Beginning next year, disregarded entities with employees must have their own employer identification numbers (EIN’s) for employment tax purposes. The IRS has issued final regulations providing that for wages paid on or after Jan. 1, 2009, a disregarded entity is treated as a separate entity for purposes of employment taxes and related reporting requirements. Under the final regulations, the separate entity is treated as a corporation for purposes of employment taxes and related reporting requirements. (The regs also treat disregarded entities as separate entities for certain excise taxes, effective for liabilities imposed and actions first required or permitted in periods beginning on or after Jan. 1, 2008). ( Reg. § 1.1361-4(a)(7) , Reg. § 301.7701-2(c)(2) ) . Under the final regulations, an owner of a disregarded entity treated as a sole proprietorship is subject to self-employment taxes. ( Reg. § 301.7701-2(c)(2) ) .

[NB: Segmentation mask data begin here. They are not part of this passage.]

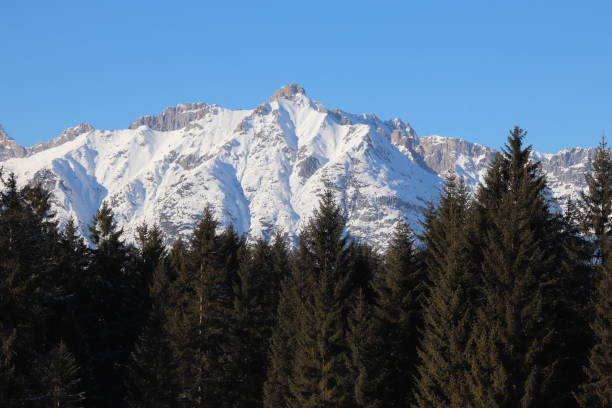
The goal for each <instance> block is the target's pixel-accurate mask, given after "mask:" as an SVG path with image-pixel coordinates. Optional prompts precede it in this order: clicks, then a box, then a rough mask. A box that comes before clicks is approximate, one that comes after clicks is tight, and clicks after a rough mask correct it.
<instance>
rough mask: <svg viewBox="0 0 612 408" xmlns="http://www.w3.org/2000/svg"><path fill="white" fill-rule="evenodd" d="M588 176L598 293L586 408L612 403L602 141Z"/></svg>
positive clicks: (607, 200) (605, 219)
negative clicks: (592, 169)
mask: <svg viewBox="0 0 612 408" xmlns="http://www.w3.org/2000/svg"><path fill="white" fill-rule="evenodd" d="M591 167H592V168H593V173H592V174H589V175H587V176H586V180H587V186H588V188H587V191H586V192H585V193H584V194H583V195H582V199H583V202H584V208H585V209H586V211H585V213H584V214H583V217H584V221H585V224H586V228H585V232H586V233H587V234H588V235H590V236H591V237H593V238H594V242H595V250H594V251H593V255H594V259H595V268H596V269H595V281H596V282H597V285H596V292H595V294H594V297H593V305H594V306H593V309H594V313H593V315H594V318H593V320H592V322H591V330H592V333H593V338H594V345H593V347H592V349H591V351H590V355H589V359H588V364H587V366H586V369H585V372H586V375H587V378H586V381H585V382H584V384H583V385H582V386H581V389H580V390H579V392H577V393H576V399H577V400H578V402H579V403H580V406H581V407H584V408H600V407H608V406H610V405H611V404H612V385H611V384H612V351H611V350H612V329H611V327H612V154H611V152H610V150H609V149H608V148H607V146H606V142H605V140H602V142H601V144H600V145H599V147H598V149H597V153H596V156H595V160H594V161H593V163H592V165H591Z"/></svg>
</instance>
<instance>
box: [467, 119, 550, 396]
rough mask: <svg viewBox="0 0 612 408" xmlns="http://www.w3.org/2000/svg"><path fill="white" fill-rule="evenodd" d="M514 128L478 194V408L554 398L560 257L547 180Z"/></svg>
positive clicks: (471, 391) (472, 390) (477, 328)
mask: <svg viewBox="0 0 612 408" xmlns="http://www.w3.org/2000/svg"><path fill="white" fill-rule="evenodd" d="M524 135H525V132H524V131H523V130H521V129H519V128H515V129H514V130H512V132H511V134H510V136H509V138H508V144H507V145H506V148H505V149H504V151H503V153H502V154H501V155H499V156H498V158H497V160H496V161H495V162H494V163H493V165H492V167H491V168H490V170H489V172H488V174H487V176H486V178H485V181H486V184H485V185H482V186H480V188H479V191H478V194H477V202H476V205H477V211H478V212H479V214H480V217H481V220H484V222H481V223H480V226H481V228H482V229H481V230H480V231H479V233H480V234H481V238H480V239H479V242H478V244H479V245H480V250H481V256H482V260H481V265H480V266H481V267H480V274H479V292H480V298H481V299H480V300H479V304H478V305H477V307H476V308H475V309H476V310H475V313H474V314H475V321H474V324H473V329H472V331H471V336H470V340H469V348H470V353H469V361H470V375H469V376H468V378H467V383H468V385H469V389H470V401H469V403H468V406H471V407H487V408H491V407H536V406H543V405H546V404H547V403H548V401H550V400H551V398H552V395H551V388H550V385H551V382H552V381H553V379H554V375H555V366H556V364H557V363H558V359H559V356H558V355H556V354H555V353H554V351H555V345H554V334H555V333H554V326H555V320H556V316H555V312H556V311H555V309H554V296H553V295H552V294H553V293H555V290H554V288H555V287H556V285H557V282H556V281H555V279H554V273H553V272H554V268H555V265H554V258H555V257H554V252H553V250H552V247H551V246H550V245H549V244H550V242H549V241H550V234H549V233H550V226H551V214H550V211H549V203H548V200H547V197H546V182H545V179H544V177H543V176H542V174H541V171H540V169H539V165H538V164H537V163H534V162H531V161H530V154H531V148H530V147H527V148H524V147H523V138H524Z"/></svg>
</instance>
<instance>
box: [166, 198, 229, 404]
mask: <svg viewBox="0 0 612 408" xmlns="http://www.w3.org/2000/svg"><path fill="white" fill-rule="evenodd" d="M217 228H218V223H217V221H216V219H215V218H214V216H213V214H212V210H211V209H210V208H206V209H205V211H204V214H203V216H202V219H201V220H200V222H199V223H198V225H197V227H196V229H195V230H194V233H193V236H192V238H191V242H190V246H189V248H188V250H183V249H181V248H180V247H178V248H177V247H176V246H175V247H173V249H172V250H171V253H170V254H171V258H172V262H173V263H174V264H175V265H176V273H177V277H176V280H175V282H174V284H173V287H172V298H173V304H172V306H171V310H170V316H169V317H168V329H169V334H170V338H171V341H172V343H173V344H174V346H175V348H176V352H177V359H178V362H179V371H180V375H181V387H182V393H181V394H182V399H184V400H185V403H187V404H189V405H190V406H194V407H223V406H225V404H226V403H227V396H228V395H229V394H231V392H232V391H231V390H229V391H228V387H232V386H233V385H235V382H231V383H230V382H229V381H228V378H227V377H228V372H230V370H229V369H228V365H229V363H231V362H229V361H228V360H227V357H228V356H229V355H230V354H229V353H228V351H227V349H226V347H227V346H228V343H229V339H228V334H229V322H230V317H231V306H232V293H231V288H229V287H228V277H227V273H226V272H225V269H224V267H225V265H227V264H228V262H230V261H231V260H228V259H227V258H225V255H227V253H226V252H224V251H223V249H225V248H227V245H224V246H222V245H221V236H220V234H218V233H217ZM226 242H227V241H226ZM221 254H223V256H221Z"/></svg>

The regulations provide the following example:
(i) LLCA is an eligible entity owned by individual A and is generally disregarded as an entity separate from its owner for Federal tax purposes. However, LLCA is treated as an entity separate from its owner for purposes of subtitle C of the Internal Revenue Code. LLCA has employees and pays wages as defined in sections 3121(a), 3306(b), and 3401(a).

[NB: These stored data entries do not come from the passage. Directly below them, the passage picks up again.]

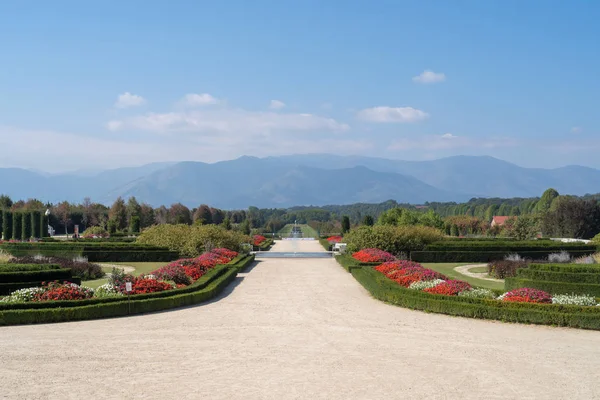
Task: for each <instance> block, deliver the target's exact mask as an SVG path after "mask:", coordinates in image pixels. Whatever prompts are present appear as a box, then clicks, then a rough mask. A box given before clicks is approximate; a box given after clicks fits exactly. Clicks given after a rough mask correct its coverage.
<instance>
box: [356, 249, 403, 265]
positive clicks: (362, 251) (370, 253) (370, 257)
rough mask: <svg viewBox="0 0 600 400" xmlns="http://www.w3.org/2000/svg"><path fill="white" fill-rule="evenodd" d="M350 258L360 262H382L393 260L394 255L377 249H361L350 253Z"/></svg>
mask: <svg viewBox="0 0 600 400" xmlns="http://www.w3.org/2000/svg"><path fill="white" fill-rule="evenodd" d="M352 258H354V259H355V260H357V261H360V262H361V263H383V262H386V261H394V260H395V259H396V257H394V256H393V255H392V254H390V253H388V252H387V251H383V250H379V249H362V250H360V251H357V252H356V253H354V254H352Z"/></svg>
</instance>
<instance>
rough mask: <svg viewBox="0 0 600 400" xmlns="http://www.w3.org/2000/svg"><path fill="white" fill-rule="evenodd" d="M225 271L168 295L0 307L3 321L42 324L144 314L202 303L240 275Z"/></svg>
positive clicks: (232, 268) (19, 323)
mask: <svg viewBox="0 0 600 400" xmlns="http://www.w3.org/2000/svg"><path fill="white" fill-rule="evenodd" d="M223 269H224V272H223V273H222V274H221V275H220V276H219V277H218V278H216V279H215V280H213V281H212V282H210V283H209V284H208V285H207V286H205V287H203V288H198V287H196V289H198V290H196V291H193V292H189V293H180V294H175V295H172V296H168V297H158V298H146V299H141V300H138V299H134V300H131V298H133V297H134V296H132V297H131V298H130V299H129V300H128V299H127V298H119V300H120V301H116V302H110V303H102V304H90V305H84V306H77V307H65V308H60V307H59V308H42V309H12V310H2V311H0V326H1V325H20V324H40V323H51V322H66V321H81V320H87V319H98V318H108V317H121V316H125V315H134V314H143V313H148V312H155V311H161V310H167V309H171V308H177V307H183V306H189V305H194V304H198V303H201V302H204V301H206V300H209V299H211V298H213V297H215V296H216V295H218V294H219V293H220V292H221V291H222V290H223V289H225V287H227V285H229V283H230V282H231V281H233V279H235V277H236V275H237V269H236V268H232V267H224V268H223ZM136 297H137V296H136Z"/></svg>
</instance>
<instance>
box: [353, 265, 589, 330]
mask: <svg viewBox="0 0 600 400" xmlns="http://www.w3.org/2000/svg"><path fill="white" fill-rule="evenodd" d="M352 276H354V278H355V279H356V280H357V281H358V282H359V283H360V284H361V285H362V286H363V287H364V288H365V289H366V290H368V291H369V292H370V293H371V295H372V296H373V297H374V298H376V299H378V300H381V301H384V302H387V303H390V304H394V305H399V306H402V307H406V308H410V309H414V310H421V311H426V312H434V313H440V314H446V315H454V316H461V317H470V318H480V319H492V320H499V321H504V322H518V323H527V324H540V325H556V326H566V327H572V328H582V329H594V330H600V307H580V306H568V305H556V304H531V303H509V302H502V301H497V300H483V299H471V298H466V297H458V296H456V297H455V296H444V295H435V294H429V293H424V292H420V291H415V290H410V289H407V288H404V287H402V286H400V285H398V284H396V283H395V282H393V281H392V280H390V279H388V278H387V277H386V276H384V275H383V274H381V273H379V272H377V271H375V270H374V269H372V268H368V267H364V268H354V269H352Z"/></svg>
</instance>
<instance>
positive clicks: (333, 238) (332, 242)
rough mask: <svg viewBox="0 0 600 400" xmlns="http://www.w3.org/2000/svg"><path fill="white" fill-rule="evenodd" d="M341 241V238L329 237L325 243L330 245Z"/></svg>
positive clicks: (340, 237)
mask: <svg viewBox="0 0 600 400" xmlns="http://www.w3.org/2000/svg"><path fill="white" fill-rule="evenodd" d="M342 239H343V238H342V237H341V236H339V235H336V236H329V237H328V238H327V241H328V242H329V243H331V244H332V243H339V242H341V241H342Z"/></svg>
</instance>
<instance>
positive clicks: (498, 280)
mask: <svg viewBox="0 0 600 400" xmlns="http://www.w3.org/2000/svg"><path fill="white" fill-rule="evenodd" d="M486 266H487V264H471V265H461V266H459V267H456V268H454V270H455V271H456V272H458V273H459V274H463V275H466V276H470V277H471V278H477V279H483V280H484V281H492V282H499V283H503V282H504V279H496V278H490V276H489V275H488V274H487V272H471V271H469V270H470V269H471V268H477V267H486Z"/></svg>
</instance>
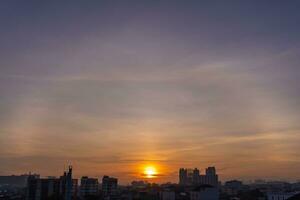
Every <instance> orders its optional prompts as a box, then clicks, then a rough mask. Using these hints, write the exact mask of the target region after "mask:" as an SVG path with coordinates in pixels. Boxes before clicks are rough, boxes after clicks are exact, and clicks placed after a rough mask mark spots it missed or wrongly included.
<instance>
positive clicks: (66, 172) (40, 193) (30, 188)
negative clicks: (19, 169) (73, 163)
mask: <svg viewBox="0 0 300 200" xmlns="http://www.w3.org/2000/svg"><path fill="white" fill-rule="evenodd" d="M77 185H78V184H77V179H72V167H71V166H69V169H68V171H65V172H64V174H63V176H61V177H60V178H54V177H50V178H39V177H37V176H35V175H31V176H29V177H28V180H27V192H26V199H27V200H45V199H51V200H74V199H76V197H77Z"/></svg>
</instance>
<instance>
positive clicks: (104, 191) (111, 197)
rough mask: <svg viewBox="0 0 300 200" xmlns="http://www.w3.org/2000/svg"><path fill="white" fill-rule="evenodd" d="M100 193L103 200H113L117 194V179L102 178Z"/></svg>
mask: <svg viewBox="0 0 300 200" xmlns="http://www.w3.org/2000/svg"><path fill="white" fill-rule="evenodd" d="M102 193H103V196H104V198H105V199H113V198H114V197H115V196H116V195H117V193H118V179H116V178H113V177H109V176H103V178H102Z"/></svg>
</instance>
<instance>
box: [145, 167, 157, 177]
mask: <svg viewBox="0 0 300 200" xmlns="http://www.w3.org/2000/svg"><path fill="white" fill-rule="evenodd" d="M144 176H145V177H146V178H155V177H156V176H157V170H156V168H155V167H154V166H146V167H145V169H144Z"/></svg>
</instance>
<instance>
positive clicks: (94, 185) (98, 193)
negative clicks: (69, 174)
mask: <svg viewBox="0 0 300 200" xmlns="http://www.w3.org/2000/svg"><path fill="white" fill-rule="evenodd" d="M98 194H99V182H98V179H96V178H89V177H87V176H83V177H82V178H81V181H80V196H81V197H83V198H84V197H87V196H97V195H98Z"/></svg>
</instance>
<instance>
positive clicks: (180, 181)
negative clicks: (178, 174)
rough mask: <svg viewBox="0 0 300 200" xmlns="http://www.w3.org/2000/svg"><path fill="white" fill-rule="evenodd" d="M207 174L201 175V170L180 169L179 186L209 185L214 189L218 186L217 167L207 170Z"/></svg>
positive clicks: (206, 170)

(ii) LLCA is subject to the provisions of subtitle C of the Internal Revenue Code and related provisions under 26 CFR subchapter C, Employment Taxes and Collection of Income Tax at Source, parts 31 through 39. Accordingly, LLCA is required to perform such acts as are required of an employer under those provisions of the Internal Revenue Code and regulations thereunder that apply. All provisions of law (including penalties) and the regulations prescribed in pursuance of law applicable to employers in respect of such acts are applicable to LLCA. Thus, for example, LLCA is liable for income tax withholding, Federal Insurance Contributions Act (FICA) taxes, and Federal Unemployment Tax Act (FUTA) taxes. See sections 3402 and 3403 (relating to income tax withholding); 3102(b) and 3111 (relating to FICA taxes), and 3301 (relating to FUTA taxes). In addition, LLCA must file under its name and EIN the applicable Forms in the 94X series, for example, Form 941, “Employer’s Quarterly Employment Tax Return,” Form 940, “Employer’s Annual Federal Unemployment Tax Return;” file with the Social Security Administration and furnish to LLCA’s employees statements on Forms W-2, “Wage and Tax Statement;” and make timely employment tax deposits. See §§31.6011(a)-1, 31.6011(a)-3, 31.6051-1, 31.6051-2, and 31.6302-1 of this chapter.

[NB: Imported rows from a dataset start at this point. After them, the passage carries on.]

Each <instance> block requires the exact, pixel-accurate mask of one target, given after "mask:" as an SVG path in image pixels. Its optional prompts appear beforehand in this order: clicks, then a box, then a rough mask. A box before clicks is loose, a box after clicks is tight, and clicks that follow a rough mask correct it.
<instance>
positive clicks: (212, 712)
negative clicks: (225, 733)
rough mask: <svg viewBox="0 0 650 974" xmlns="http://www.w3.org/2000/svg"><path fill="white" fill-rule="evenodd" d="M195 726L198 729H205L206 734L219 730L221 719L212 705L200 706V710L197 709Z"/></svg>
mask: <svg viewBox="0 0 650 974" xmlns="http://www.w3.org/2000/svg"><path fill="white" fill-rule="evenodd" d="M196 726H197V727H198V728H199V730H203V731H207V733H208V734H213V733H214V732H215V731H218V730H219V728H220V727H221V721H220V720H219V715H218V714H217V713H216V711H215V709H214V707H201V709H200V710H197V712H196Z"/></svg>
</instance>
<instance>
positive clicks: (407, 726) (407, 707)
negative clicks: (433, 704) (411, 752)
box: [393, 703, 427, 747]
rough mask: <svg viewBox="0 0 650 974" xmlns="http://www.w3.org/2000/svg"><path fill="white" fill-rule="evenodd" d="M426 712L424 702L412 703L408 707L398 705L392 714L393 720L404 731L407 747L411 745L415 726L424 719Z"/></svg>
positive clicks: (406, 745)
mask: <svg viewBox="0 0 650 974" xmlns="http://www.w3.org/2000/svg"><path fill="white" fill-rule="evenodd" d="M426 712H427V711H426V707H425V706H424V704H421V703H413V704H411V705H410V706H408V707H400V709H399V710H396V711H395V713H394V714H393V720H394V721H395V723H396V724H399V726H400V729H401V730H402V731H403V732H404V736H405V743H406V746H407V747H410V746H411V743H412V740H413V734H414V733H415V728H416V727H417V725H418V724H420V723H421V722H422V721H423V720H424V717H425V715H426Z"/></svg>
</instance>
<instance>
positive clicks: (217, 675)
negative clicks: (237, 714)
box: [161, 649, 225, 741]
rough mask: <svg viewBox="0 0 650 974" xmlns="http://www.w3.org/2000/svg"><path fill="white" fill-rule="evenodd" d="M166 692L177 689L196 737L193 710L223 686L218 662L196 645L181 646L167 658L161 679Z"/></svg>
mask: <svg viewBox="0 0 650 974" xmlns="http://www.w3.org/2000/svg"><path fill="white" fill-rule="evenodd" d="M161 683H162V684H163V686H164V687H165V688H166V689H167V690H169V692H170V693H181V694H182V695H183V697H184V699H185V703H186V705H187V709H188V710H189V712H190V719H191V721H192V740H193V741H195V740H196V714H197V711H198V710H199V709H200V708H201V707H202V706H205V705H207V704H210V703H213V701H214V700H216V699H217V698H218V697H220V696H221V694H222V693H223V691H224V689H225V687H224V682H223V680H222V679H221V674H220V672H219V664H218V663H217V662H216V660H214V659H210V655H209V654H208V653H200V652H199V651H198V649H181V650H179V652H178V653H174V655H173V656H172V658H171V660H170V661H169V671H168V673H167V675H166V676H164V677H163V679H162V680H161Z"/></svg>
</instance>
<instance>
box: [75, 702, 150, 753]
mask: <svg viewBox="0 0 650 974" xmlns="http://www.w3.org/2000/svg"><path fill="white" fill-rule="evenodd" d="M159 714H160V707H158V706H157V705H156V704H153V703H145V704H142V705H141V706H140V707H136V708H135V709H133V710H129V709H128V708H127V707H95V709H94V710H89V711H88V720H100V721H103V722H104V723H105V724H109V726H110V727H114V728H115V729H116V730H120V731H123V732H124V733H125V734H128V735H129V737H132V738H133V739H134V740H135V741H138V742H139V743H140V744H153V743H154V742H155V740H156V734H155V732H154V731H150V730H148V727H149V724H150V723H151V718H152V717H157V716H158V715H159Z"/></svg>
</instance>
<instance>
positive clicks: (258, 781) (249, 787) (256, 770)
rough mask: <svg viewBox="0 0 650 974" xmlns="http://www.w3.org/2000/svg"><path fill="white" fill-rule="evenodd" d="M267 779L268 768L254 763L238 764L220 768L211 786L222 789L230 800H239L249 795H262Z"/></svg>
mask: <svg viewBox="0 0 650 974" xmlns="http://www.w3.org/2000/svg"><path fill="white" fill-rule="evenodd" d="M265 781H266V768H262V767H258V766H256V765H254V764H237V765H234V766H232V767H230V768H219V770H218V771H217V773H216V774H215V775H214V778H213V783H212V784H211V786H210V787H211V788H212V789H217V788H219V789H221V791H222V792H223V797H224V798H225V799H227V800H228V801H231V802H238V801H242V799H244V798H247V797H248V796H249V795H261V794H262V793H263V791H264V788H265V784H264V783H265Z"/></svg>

(iii) A is self-employed for purposes of subtitle A, chapter 2, Tax on Self-Employment Income, of the Internal Revenue Code. Thus, A is subject to tax under section 1401 on A’s net earnings from self-employment with respect to LLCA’s activities. A is not an employee of LLCA for purposes of subtitle C of the Internal Revenue Code. Because LLCA is treated as a sole proprietorship of A for income tax purposes, A is entitled to deduct trade or business expenses paid or incurred with respect to activities carried on through LLCA, including the employer’s share of employment taxes imposed under sections 3111 and 3301, on A’s Form 1040, Schedule C, “Profit or Loss for Business (Sole Proprietorship).”
These regulations do not change the fact that a disregarded entity will continue to be disregarded for other Federal tax purposes.